He said while it was important to preserve the architectural beauty of some of the churches, many of which have listed status, they may serve the community better by becoming secular.
His comments follow his suggestion earlier this month that libraries could benefit from being modernised with coffee bars and abolishing the silence rule, Telegraph newspaper reported.
Burnham said if the UK could not preserve its churches: "We need to find new purposes with the support of the local community and we need to increase secular interest in our church heritage."
He used the example of the recent multi-million pound renovation of All Souls Church in Bolton, an Anglican church which has "found a new multi-faith, multi-racial community to serve."

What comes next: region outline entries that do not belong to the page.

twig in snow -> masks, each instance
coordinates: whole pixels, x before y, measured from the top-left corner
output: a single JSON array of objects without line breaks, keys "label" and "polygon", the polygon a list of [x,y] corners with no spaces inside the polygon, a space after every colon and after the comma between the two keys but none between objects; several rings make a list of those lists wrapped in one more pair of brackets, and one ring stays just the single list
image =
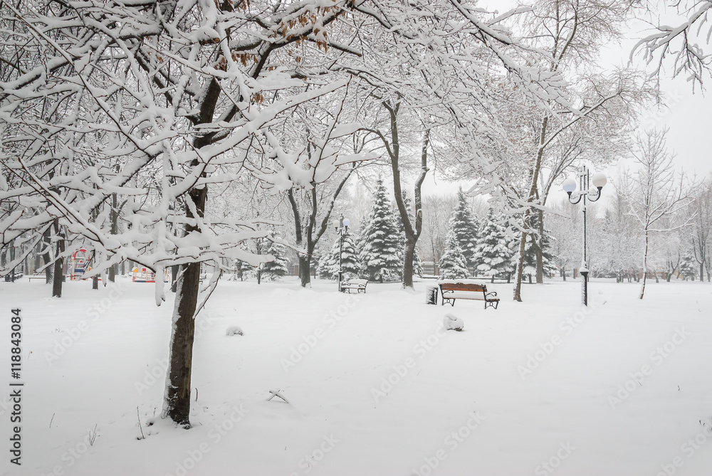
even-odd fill
[{"label": "twig in snow", "polygon": [[143,434],[143,428],[141,427],[141,416],[138,413],[138,407],[136,407],[136,418],[138,418],[138,428],[141,430],[141,438],[137,438],[137,440],[145,440],[146,437]]},{"label": "twig in snow", "polygon": [[94,434],[91,434],[91,430],[89,430],[89,445],[94,445],[94,440],[96,440],[96,427],[98,423],[94,425]]}]

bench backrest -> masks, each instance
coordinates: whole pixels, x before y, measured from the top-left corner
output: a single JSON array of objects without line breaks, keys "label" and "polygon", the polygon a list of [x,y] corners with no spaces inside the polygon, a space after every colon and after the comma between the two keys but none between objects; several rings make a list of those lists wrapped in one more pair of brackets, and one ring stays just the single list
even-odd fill
[{"label": "bench backrest", "polygon": [[443,282],[440,285],[440,288],[443,291],[479,291],[480,292],[487,292],[487,286],[484,285],[466,284],[464,282],[458,282],[456,284]]},{"label": "bench backrest", "polygon": [[345,285],[358,285],[365,286],[368,283],[368,280],[345,280]]}]

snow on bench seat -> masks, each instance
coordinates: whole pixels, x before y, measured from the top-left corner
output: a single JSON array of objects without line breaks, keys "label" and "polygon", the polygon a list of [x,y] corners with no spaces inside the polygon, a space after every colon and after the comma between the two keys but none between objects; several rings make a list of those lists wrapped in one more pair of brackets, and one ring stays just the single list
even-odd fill
[{"label": "snow on bench seat", "polygon": [[487,292],[487,286],[471,280],[443,280],[438,283],[440,287],[440,295],[442,297],[441,305],[446,302],[450,305],[455,305],[455,300],[469,299],[485,302],[485,309],[499,305],[499,298],[494,291]]},{"label": "snow on bench seat", "polygon": [[341,282],[341,292],[345,292],[348,290],[349,294],[351,294],[351,290],[356,290],[356,292],[366,292],[366,285],[368,284],[368,280],[348,280],[347,281],[342,281]]}]

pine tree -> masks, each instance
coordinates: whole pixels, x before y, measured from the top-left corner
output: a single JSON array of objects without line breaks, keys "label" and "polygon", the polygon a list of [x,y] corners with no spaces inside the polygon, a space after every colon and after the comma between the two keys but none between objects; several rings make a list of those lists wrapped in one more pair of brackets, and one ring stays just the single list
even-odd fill
[{"label": "pine tree", "polygon": [[[337,241],[336,242],[338,243]],[[329,252],[323,254],[319,257],[319,260],[316,263],[316,275],[323,280],[331,280],[335,279],[332,276],[331,269],[334,265],[334,247],[332,246]],[[315,259],[312,258],[313,261],[317,261]]]},{"label": "pine tree", "polygon": [[360,274],[371,281],[399,279],[402,260],[398,258],[398,251],[402,240],[381,179],[376,184],[373,200],[370,223],[362,233]]},{"label": "pine tree", "polygon": [[506,228],[498,223],[490,209],[487,221],[480,231],[479,240],[475,248],[474,260],[479,263],[477,271],[486,276],[508,273],[511,268],[512,252],[508,246]]},{"label": "pine tree", "polygon": [[450,217],[450,230],[454,234],[468,266],[476,267],[479,264],[475,260],[478,228],[479,224],[470,210],[467,197],[460,187],[457,191],[457,206]]},{"label": "pine tree", "polygon": [[[339,238],[337,238],[329,251],[323,258],[317,270],[319,277],[325,280],[339,278]],[[343,279],[355,277],[359,274],[358,255],[350,235],[344,236],[343,248],[341,251],[341,270]]]},{"label": "pine tree", "polygon": [[262,266],[262,275],[271,281],[276,281],[288,273],[289,260],[285,258],[284,246],[270,241],[265,248],[266,255],[274,256],[274,260],[268,261]]},{"label": "pine tree", "polygon": [[695,259],[692,257],[692,253],[689,251],[683,255],[680,260],[680,267],[678,270],[678,275],[682,276],[685,280],[695,280],[697,275],[697,266]]},{"label": "pine tree", "polygon": [[440,268],[440,278],[443,280],[456,280],[469,275],[465,256],[452,232],[448,235],[445,253],[438,262],[438,265]]}]

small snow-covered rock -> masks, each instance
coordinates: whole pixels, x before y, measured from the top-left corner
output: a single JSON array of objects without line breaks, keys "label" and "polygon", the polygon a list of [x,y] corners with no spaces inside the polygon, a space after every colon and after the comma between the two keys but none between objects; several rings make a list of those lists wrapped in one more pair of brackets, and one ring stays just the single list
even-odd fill
[{"label": "small snow-covered rock", "polygon": [[449,331],[461,331],[465,327],[465,323],[457,316],[446,314],[443,319],[443,327]]},{"label": "small snow-covered rock", "polygon": [[242,333],[242,329],[240,329],[239,326],[230,326],[225,329],[225,335],[226,336],[234,336],[234,335],[244,335]]}]

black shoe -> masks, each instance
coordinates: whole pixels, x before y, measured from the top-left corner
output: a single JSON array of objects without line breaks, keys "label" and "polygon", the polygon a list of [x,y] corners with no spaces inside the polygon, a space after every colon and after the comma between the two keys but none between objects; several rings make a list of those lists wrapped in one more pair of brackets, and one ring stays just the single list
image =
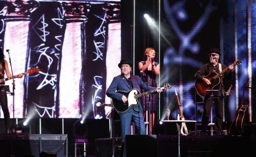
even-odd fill
[{"label": "black shoe", "polygon": [[206,136],[207,135],[208,135],[207,134],[206,134],[206,132],[201,132],[200,133],[200,136]]},{"label": "black shoe", "polygon": [[8,134],[11,134],[11,129],[7,129],[7,130],[6,130],[6,133]]},{"label": "black shoe", "polygon": [[215,136],[221,136],[221,135],[222,135],[221,133],[215,133],[214,134]]}]

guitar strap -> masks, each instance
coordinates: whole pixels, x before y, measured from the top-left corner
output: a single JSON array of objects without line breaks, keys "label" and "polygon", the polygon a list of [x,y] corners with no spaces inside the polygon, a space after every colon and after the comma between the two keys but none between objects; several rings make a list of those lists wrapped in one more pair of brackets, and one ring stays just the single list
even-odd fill
[{"label": "guitar strap", "polygon": [[[221,72],[221,71],[222,71],[222,67],[221,67],[221,64],[219,63],[218,63],[219,64],[219,73],[220,73]],[[222,75],[220,75],[221,76]]]},{"label": "guitar strap", "polygon": [[134,83],[134,85],[135,86],[135,87],[135,87],[135,88],[138,90],[139,91],[139,92],[140,92],[140,88],[139,87],[139,86],[138,80],[137,80],[136,76],[135,75],[132,75],[132,78],[133,78],[133,83]]}]

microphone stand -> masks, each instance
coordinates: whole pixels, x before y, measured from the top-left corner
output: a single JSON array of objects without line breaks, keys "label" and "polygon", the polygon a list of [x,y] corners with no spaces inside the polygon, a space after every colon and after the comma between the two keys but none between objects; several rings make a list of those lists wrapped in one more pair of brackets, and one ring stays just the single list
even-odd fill
[{"label": "microphone stand", "polygon": [[12,92],[11,92],[10,93],[11,94],[11,95],[12,95],[13,96],[13,98],[12,98],[12,100],[13,100],[13,104],[12,105],[12,112],[13,112],[13,128],[12,129],[12,133],[14,133],[16,132],[16,131],[15,130],[15,120],[14,119],[14,90],[15,90],[15,80],[14,79],[13,79],[14,77],[13,77],[13,72],[12,71],[12,66],[11,65],[11,57],[10,57],[10,53],[9,52],[9,50],[6,50],[6,51],[7,52],[8,52],[8,55],[9,56],[9,62],[10,63],[10,66],[11,66],[11,77],[12,77]]},{"label": "microphone stand", "polygon": [[[154,75],[154,64],[153,64],[153,62],[154,61],[154,58],[151,58],[151,86],[153,86],[153,76]],[[149,133],[150,134],[149,135],[152,135],[152,130],[153,130],[153,124],[152,124],[152,126],[151,126],[151,120],[152,120],[152,122],[153,121],[153,111],[152,111],[152,116],[150,116],[150,114],[151,114],[151,108],[152,107],[152,103],[153,102],[153,97],[152,97],[152,94],[149,94]],[[152,117],[152,119],[151,119],[151,117]],[[152,128],[151,128],[152,127]]]},{"label": "microphone stand", "polygon": [[[218,67],[218,73],[219,73],[219,63],[217,62],[217,59],[215,59],[216,62],[217,62],[217,65]],[[222,96],[223,97],[223,98],[226,98],[226,94],[225,94],[225,91],[224,90],[224,86],[223,85],[223,82],[222,81],[222,79],[221,78],[221,76],[219,76],[219,79],[220,80],[220,86],[221,87],[221,94]]]},{"label": "microphone stand", "polygon": [[[140,73],[140,77],[141,78],[142,78],[142,81],[143,81],[144,82],[145,82],[145,83],[146,84],[147,86],[147,88],[148,88],[148,91],[149,91],[149,86],[148,86],[148,82],[147,82],[147,78],[146,77],[146,78],[145,78],[144,79],[144,77],[142,77],[142,76],[143,76],[143,75],[142,74],[142,73]],[[151,95],[151,94],[149,93],[149,111],[150,111],[150,95]],[[145,104],[146,104],[146,99],[147,99],[147,97],[146,97],[146,95],[145,96]],[[145,110],[146,110],[146,104],[145,104]],[[148,128],[149,128],[149,129],[148,130],[148,135],[150,135],[150,113],[149,113],[149,114],[148,114],[147,115],[147,117],[148,117],[148,119],[149,119],[149,124],[148,124]]]}]

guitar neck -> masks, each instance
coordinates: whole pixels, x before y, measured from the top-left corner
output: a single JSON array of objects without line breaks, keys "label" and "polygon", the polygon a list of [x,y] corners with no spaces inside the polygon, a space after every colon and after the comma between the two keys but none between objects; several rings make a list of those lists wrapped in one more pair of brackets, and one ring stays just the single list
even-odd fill
[{"label": "guitar neck", "polygon": [[183,117],[183,115],[182,114],[182,111],[181,111],[181,104],[180,103],[180,100],[178,98],[178,95],[177,96],[177,101],[178,102],[178,105],[179,107],[179,110],[180,110],[180,113],[181,113],[181,117]]},{"label": "guitar neck", "polygon": [[226,71],[227,71],[228,69],[229,69],[229,67],[228,66],[226,68],[225,68],[224,69],[224,70],[223,70],[223,71],[221,71],[218,74],[217,74],[216,75],[215,75],[213,77],[215,79],[217,79],[217,78],[219,77],[219,76],[222,75],[224,73],[226,73]]},{"label": "guitar neck", "polygon": [[[160,88],[161,88],[161,89],[163,90],[163,89],[165,89],[165,87],[161,87]],[[137,99],[137,98],[138,98],[139,97],[142,97],[143,96],[149,95],[149,94],[153,94],[153,93],[155,93],[155,92],[156,92],[156,89],[153,89],[153,90],[151,90],[151,91],[146,91],[146,92],[143,92],[142,93],[139,93],[139,94],[137,94],[136,95],[134,95],[134,97],[135,97],[135,98]]]},{"label": "guitar neck", "polygon": [[[25,75],[27,74],[28,74],[28,72],[26,72],[22,73],[22,74],[23,75]],[[6,81],[7,81],[7,80],[11,80],[11,79],[15,79],[15,78],[17,78],[18,77],[18,76],[19,76],[19,74],[14,75],[13,77],[11,76],[11,77],[7,77],[7,78],[3,78],[3,79],[0,79],[0,83],[4,82],[5,82]]]}]

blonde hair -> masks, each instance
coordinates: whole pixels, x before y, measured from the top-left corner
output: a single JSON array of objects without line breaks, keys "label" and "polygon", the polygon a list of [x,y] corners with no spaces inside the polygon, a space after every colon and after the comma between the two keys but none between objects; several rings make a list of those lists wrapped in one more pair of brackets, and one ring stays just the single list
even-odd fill
[{"label": "blonde hair", "polygon": [[144,53],[144,54],[145,55],[146,55],[146,54],[149,52],[149,51],[150,51],[152,50],[153,50],[155,51],[155,49],[153,48],[153,47],[148,47],[146,48],[146,50],[145,50],[145,52]]}]

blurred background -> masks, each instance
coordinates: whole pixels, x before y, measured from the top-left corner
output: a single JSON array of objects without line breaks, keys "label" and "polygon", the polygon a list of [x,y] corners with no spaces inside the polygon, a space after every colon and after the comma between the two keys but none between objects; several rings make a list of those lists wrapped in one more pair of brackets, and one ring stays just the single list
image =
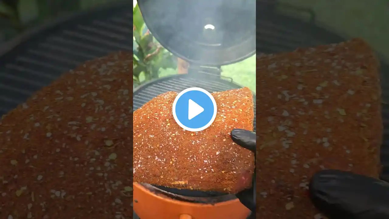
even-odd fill
[{"label": "blurred background", "polygon": [[[112,4],[119,0],[0,0],[0,46],[28,30],[67,14]],[[312,10],[315,19],[340,35],[361,37],[387,60],[389,57],[389,2],[386,0],[280,0]],[[137,85],[152,78],[177,74],[185,67],[156,42],[145,26],[142,15],[133,3],[133,44],[137,62],[134,80]],[[289,12],[282,12],[287,14]],[[298,16],[295,13],[289,14]],[[130,27],[129,27],[129,28]],[[130,39],[128,39],[130,40]],[[152,43],[152,46],[146,48]],[[158,50],[158,51],[157,51]],[[139,52],[140,51],[141,52]],[[146,57],[147,58],[144,58]],[[141,63],[139,63],[139,62]],[[255,90],[254,56],[222,67],[222,75]]]}]

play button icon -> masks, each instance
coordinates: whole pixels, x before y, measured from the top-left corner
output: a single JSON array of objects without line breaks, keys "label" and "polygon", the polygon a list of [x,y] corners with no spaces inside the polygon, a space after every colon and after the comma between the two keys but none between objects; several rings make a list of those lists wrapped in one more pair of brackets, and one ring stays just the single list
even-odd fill
[{"label": "play button icon", "polygon": [[173,104],[173,115],[182,128],[200,131],[209,127],[216,118],[216,103],[205,90],[191,87],[181,92]]},{"label": "play button icon", "polygon": [[194,102],[194,101],[189,99],[189,104],[188,104],[188,120],[190,120],[193,119],[203,111],[204,108]]}]

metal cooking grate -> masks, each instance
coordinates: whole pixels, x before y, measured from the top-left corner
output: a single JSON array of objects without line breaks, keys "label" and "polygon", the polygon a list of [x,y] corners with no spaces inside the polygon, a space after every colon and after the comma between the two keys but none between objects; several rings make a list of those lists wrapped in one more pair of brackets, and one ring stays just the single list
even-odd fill
[{"label": "metal cooking grate", "polygon": [[0,57],[0,116],[81,63],[132,51],[132,7],[121,3],[83,12],[11,42],[16,46]]},{"label": "metal cooking grate", "polygon": [[[161,78],[139,88],[134,91],[133,108],[135,110],[141,107],[157,95],[169,91],[179,92],[188,87],[202,88],[210,92],[224,91],[240,88],[236,84],[222,79],[207,79],[191,75],[180,75]],[[254,100],[254,115],[255,115],[255,97]],[[254,129],[256,130],[255,116]]]}]

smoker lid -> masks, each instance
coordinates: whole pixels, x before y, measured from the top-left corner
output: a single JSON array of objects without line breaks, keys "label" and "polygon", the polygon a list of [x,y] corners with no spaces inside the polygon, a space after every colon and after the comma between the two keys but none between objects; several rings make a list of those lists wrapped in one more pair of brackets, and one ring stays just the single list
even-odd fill
[{"label": "smoker lid", "polygon": [[156,39],[190,63],[219,66],[255,53],[254,0],[143,0],[138,4]]}]

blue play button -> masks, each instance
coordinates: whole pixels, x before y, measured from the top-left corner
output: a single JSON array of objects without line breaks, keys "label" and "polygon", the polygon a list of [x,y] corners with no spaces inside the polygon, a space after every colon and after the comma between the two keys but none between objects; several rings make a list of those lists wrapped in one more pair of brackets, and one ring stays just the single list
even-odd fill
[{"label": "blue play button", "polygon": [[198,132],[212,124],[216,117],[216,102],[209,92],[198,87],[181,91],[173,104],[173,115],[182,128]]}]

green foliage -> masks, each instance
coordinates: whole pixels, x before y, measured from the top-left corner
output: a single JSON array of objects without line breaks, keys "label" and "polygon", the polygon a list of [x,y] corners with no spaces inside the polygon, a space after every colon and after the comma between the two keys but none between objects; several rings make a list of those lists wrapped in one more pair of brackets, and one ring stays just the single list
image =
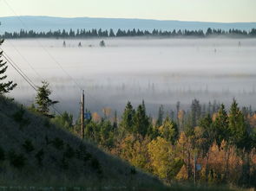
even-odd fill
[{"label": "green foliage", "polygon": [[23,126],[29,125],[30,124],[29,118],[24,118],[25,111],[23,107],[22,106],[20,110],[16,111],[12,116],[15,122],[19,123],[20,128],[23,128]]},{"label": "green foliage", "polygon": [[56,137],[51,141],[52,145],[57,150],[62,150],[64,146],[64,142],[59,137]]},{"label": "green foliage", "polygon": [[[0,46],[3,43],[3,40],[0,39]],[[7,75],[5,75],[5,72],[8,68],[8,66],[6,66],[7,62],[3,62],[3,60],[1,60],[1,57],[3,55],[3,51],[0,52],[0,95],[10,92],[11,90],[13,90],[16,84],[13,83],[13,81],[8,81],[8,82],[3,82],[4,80],[6,80]]]},{"label": "green foliage", "polygon": [[51,119],[54,124],[69,131],[73,130],[73,115],[64,111],[62,114],[56,116]]},{"label": "green foliage", "polygon": [[145,137],[148,133],[152,131],[150,118],[147,116],[144,101],[141,105],[139,105],[134,121],[135,124],[133,132],[139,133],[140,135]]},{"label": "green foliage", "polygon": [[121,121],[120,123],[120,125],[123,129],[125,129],[128,132],[133,131],[133,127],[135,125],[135,121],[134,121],[135,115],[135,111],[134,110],[131,103],[128,101],[122,113]]},{"label": "green foliage", "polygon": [[220,148],[223,140],[226,142],[229,141],[228,116],[223,104],[220,105],[215,121],[213,122],[213,131],[214,140],[219,148]]},{"label": "green foliage", "polygon": [[4,161],[4,159],[5,159],[4,150],[0,146],[0,162]]},{"label": "green foliage", "polygon": [[102,174],[102,165],[97,158],[93,157],[91,159],[90,165],[98,174]]},{"label": "green foliage", "polygon": [[174,144],[179,137],[179,130],[177,124],[173,122],[169,117],[164,120],[163,125],[160,127],[160,134],[167,141]]},{"label": "green foliage", "polygon": [[162,125],[163,115],[164,115],[163,105],[161,105],[159,107],[158,117],[157,117],[156,124],[155,124],[157,127],[160,127],[161,125]]},{"label": "green foliage", "polygon": [[10,163],[16,169],[22,169],[25,166],[26,158],[23,154],[16,154],[14,150],[8,152],[8,159]]},{"label": "green foliage", "polygon": [[60,167],[63,169],[69,169],[69,161],[67,160],[66,157],[62,157],[60,162]]},{"label": "green foliage", "polygon": [[43,166],[43,156],[44,156],[43,149],[41,149],[40,150],[38,150],[38,152],[36,152],[36,154],[35,155],[35,157],[36,157],[36,159],[37,161],[37,164],[40,167]]},{"label": "green foliage", "polygon": [[100,46],[101,47],[106,47],[105,41],[100,41]]},{"label": "green foliage", "polygon": [[231,133],[230,139],[232,143],[239,149],[251,149],[252,145],[250,145],[251,141],[247,133],[247,124],[235,99],[233,99],[230,108],[228,129]]},{"label": "green foliage", "polygon": [[135,167],[132,167],[131,168],[131,175],[136,175],[136,173],[137,173],[136,169]]},{"label": "green foliage", "polygon": [[53,115],[49,113],[49,106],[58,103],[58,101],[52,101],[49,99],[51,91],[49,89],[49,83],[42,81],[42,86],[37,87],[37,94],[36,96],[36,110],[43,116],[53,118]]},{"label": "green foliage", "polygon": [[67,144],[66,150],[63,153],[63,156],[67,158],[73,158],[75,156],[75,150],[69,144]]},{"label": "green foliage", "polygon": [[33,143],[30,139],[25,140],[24,143],[23,144],[23,148],[25,150],[27,153],[30,153],[35,150]]}]

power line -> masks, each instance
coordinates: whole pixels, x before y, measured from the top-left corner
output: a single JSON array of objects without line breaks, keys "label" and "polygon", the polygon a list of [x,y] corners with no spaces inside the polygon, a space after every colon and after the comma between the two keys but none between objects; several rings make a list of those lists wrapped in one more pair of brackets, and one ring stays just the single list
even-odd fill
[{"label": "power line", "polygon": [[[2,48],[1,48],[2,49]],[[31,80],[23,73],[23,72],[18,67],[18,66],[5,54],[3,54],[3,57],[10,64],[10,66],[25,80],[25,81],[36,92],[38,92],[38,90],[35,84],[31,81]],[[54,106],[51,105],[51,107],[59,114],[62,115],[62,113]]]},{"label": "power line", "polygon": [[[9,7],[9,9],[13,12],[13,14],[17,17],[17,19],[19,20],[19,22],[22,23],[22,25],[27,29],[27,30],[29,29],[29,28],[27,27],[27,25],[23,22],[23,20],[20,18],[20,16],[18,16],[16,11],[11,8],[11,6],[7,3],[6,0],[3,0],[3,2],[5,3],[5,4]],[[77,83],[76,80],[75,80],[75,79],[61,66],[61,64],[56,60],[56,59],[45,48],[45,47],[36,39],[36,41],[39,44],[39,46],[44,50],[44,52],[51,58],[51,60],[53,60],[53,61],[58,65],[58,67],[62,70],[62,72],[69,76],[69,79],[71,79],[73,80],[73,82],[75,84],[75,86],[79,88],[80,91],[82,91],[83,89],[82,88],[82,86]],[[91,97],[92,99],[95,100],[96,103],[100,103],[100,100],[96,100],[93,96],[91,96],[89,92],[85,91],[85,93],[87,95],[89,95],[89,97]],[[105,104],[101,104],[102,105],[104,105],[103,107],[105,107]]]},{"label": "power line", "polygon": [[[21,54],[21,52],[14,46],[14,44],[13,43],[11,43],[10,41],[7,41],[8,43],[10,43],[10,45],[11,45],[11,47],[18,53],[18,54],[23,59],[23,60],[30,66],[30,67],[35,72],[35,73],[40,78],[40,80],[42,80],[42,81],[43,81],[44,80],[44,79],[42,77],[42,75],[40,75],[40,73],[37,73],[36,71],[36,69],[32,67],[32,65],[29,62],[29,60],[24,57],[24,56],[23,56],[23,54]],[[1,48],[2,49],[2,48]],[[3,49],[2,49],[3,50]],[[58,94],[56,94],[56,95],[57,96],[57,98],[58,98],[58,99],[60,99],[60,100],[62,100],[62,99],[58,95]]]},{"label": "power line", "polygon": [[[18,20],[20,21],[22,25],[28,29],[29,28],[27,27],[27,25],[23,22],[23,20],[20,18],[20,16],[14,11],[14,10],[10,7],[10,5],[5,0],[3,0],[3,2],[9,7],[9,9],[14,13],[14,15],[16,16],[16,17],[18,18]],[[44,52],[54,60],[54,62],[56,62],[56,64],[57,64],[59,66],[59,67],[62,70],[62,72],[65,73],[66,75],[68,75],[75,82],[75,84],[77,86],[77,87],[82,91],[82,88],[75,80],[75,79],[73,79],[72,76],[69,75],[69,73],[66,70],[64,70],[64,68],[61,66],[61,64],[55,59],[55,57],[43,46],[43,44],[40,41],[38,41],[37,40],[36,40],[36,41],[40,45],[40,47],[44,50]]]}]

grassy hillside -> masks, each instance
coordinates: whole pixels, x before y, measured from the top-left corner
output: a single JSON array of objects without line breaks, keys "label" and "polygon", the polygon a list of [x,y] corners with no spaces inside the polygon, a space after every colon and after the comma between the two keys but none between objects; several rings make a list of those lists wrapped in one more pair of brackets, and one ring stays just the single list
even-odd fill
[{"label": "grassy hillside", "polygon": [[0,97],[0,185],[158,185],[90,143]]}]

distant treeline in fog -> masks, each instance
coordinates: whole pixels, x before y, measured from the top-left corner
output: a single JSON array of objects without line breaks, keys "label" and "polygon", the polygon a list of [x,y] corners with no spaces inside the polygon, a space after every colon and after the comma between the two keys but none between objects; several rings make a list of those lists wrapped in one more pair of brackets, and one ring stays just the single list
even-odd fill
[{"label": "distant treeline in fog", "polygon": [[250,31],[240,29],[213,29],[208,28],[207,32],[202,29],[199,30],[175,30],[167,31],[161,29],[154,29],[153,31],[140,30],[140,29],[118,29],[115,32],[112,29],[109,30],[102,29],[59,29],[56,31],[49,30],[49,32],[36,32],[34,30],[23,30],[19,32],[5,32],[0,35],[1,38],[15,39],[15,38],[95,38],[95,37],[132,37],[132,36],[153,36],[153,37],[213,37],[213,36],[227,36],[227,37],[256,37],[256,29],[252,29]]}]

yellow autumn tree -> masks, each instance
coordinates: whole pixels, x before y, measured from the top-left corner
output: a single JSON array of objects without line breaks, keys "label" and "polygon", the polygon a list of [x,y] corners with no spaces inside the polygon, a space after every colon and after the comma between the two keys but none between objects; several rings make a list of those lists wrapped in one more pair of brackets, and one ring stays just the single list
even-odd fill
[{"label": "yellow autumn tree", "polygon": [[180,172],[183,160],[178,157],[172,143],[162,137],[151,141],[148,148],[153,173],[170,182]]}]

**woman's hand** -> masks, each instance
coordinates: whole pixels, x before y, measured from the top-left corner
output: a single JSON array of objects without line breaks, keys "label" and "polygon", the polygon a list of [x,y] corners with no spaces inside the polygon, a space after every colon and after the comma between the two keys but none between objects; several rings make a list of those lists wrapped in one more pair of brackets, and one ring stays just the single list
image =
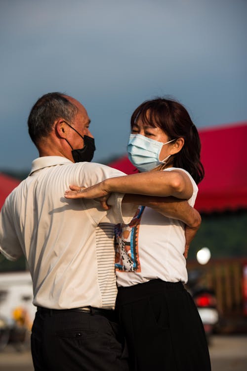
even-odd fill
[{"label": "woman's hand", "polygon": [[78,186],[70,186],[70,190],[65,191],[64,196],[67,199],[94,199],[99,201],[104,210],[109,210],[111,207],[107,205],[107,200],[111,192],[104,186],[104,182],[86,188]]}]

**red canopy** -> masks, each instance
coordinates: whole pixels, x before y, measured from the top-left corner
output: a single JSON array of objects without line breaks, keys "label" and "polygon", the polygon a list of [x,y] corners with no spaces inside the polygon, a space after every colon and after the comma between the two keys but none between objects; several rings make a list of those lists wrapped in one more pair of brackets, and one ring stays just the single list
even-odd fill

He added: "My department worked with The Churches Conservation Trust (CCT) to save All Souls.
"The CCT came up with a brilliant solution. The community did not need a museum piece but they did need somewhere to meet. They needed a gym, a health centre, space for community education and space for inter-faith learning."
He also used an example of a former church, St Peter's in Liverpool, which had been turned into a themed restaurant and bar called Alma De Cuba in 2005.
"My mum said the last time she set foot in the building was 40 years ago for confession," he said, adding "Not everyone will be happy with that transformation. Part of me was uneasy but to her credit, my mum, a good Scouse Catholic, shrugged and raised a glass."
While the more pious did sound outraged at the minister's suggestion, others seemed to shrug it away. The church's own reaction seemed low-key.
A Church of England spokesman said Burnham's suggestion would only apply to a minority of its 10,000 churches now deemed redundant - about 30 a year.